I am trying to implement PCA from scratch. Following is the code:
sc = StandardScaler() #standardization
X_new = sc.fit_transform(X)
Z = np.divide(np.dot(X_new.T,X_new),X_new.shape[0]) #covariance matrix
eig_values, eig_vectors = np.linalg.eig(Z) #eigen vectors calculation
eigval_sorted = np.sort(eig_values)[::-1]
ev_index =np.argsort(eigval_sorted)[::-1]
pc = eig_vectors[:,ev_index] #eigen vectors sorts on the basis of eigen values
W = pc[:,0:2] #extracting 2 components
print(W)
and getting the following components:
[[ 0.52237162 -0.37231836]
[-0.26335492 -0.92555649]
[ 0.58125401 -0.02109478]
[ 0.56561105 -0.06541577]]
When I use the sklearn's PCA I get the following two components:
array([[ 0.52237162, -0.26335492, 0.58125401, 0.56561105],
[ 0.37231836, 0.92555649, 0.02109478, 0.06541577]])
Projection onto new feature space gives following different figures:
Where am I doing it wrong and what can be done to resolve the problem?
The result of a PCA are technically not n vectors, but a subspace of dimension n.
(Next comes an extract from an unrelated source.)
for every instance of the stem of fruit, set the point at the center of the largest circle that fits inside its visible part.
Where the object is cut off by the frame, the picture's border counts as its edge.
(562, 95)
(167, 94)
This subspace is represented by n vectors that span that subspace.
In your case, while the vectors are different, the spanned subspace is the same, so the result of the PCA is the same.
If you want to align your solution perfectly with the sklearn solution, you need to normalise your solution in the same way. Apparently sklearn prefers positive values over negative values? You'd need to dig into their documentation.
edit: Yes, of course, what I wrote is wrong. The algorithm itself returns ordered orthonormal basis vectors. So vectors that are of length one and orthogonal to each other and they are ordered in their 'importance' to the dataset. So way more information than just the subspace.
However, if v, w, u are a solution of the PCA, so should +/- v, w, u be.
edit: It seems that np.linalg.eig has no mechanism to guarantee it will also return the same set of eigenvectors representing the eigenspace, see also here: NumPy linalg.eig
So, a new version of numpy, or just how the stars are aligned today, can change your result. Although, for a PCA it should only vary in +/-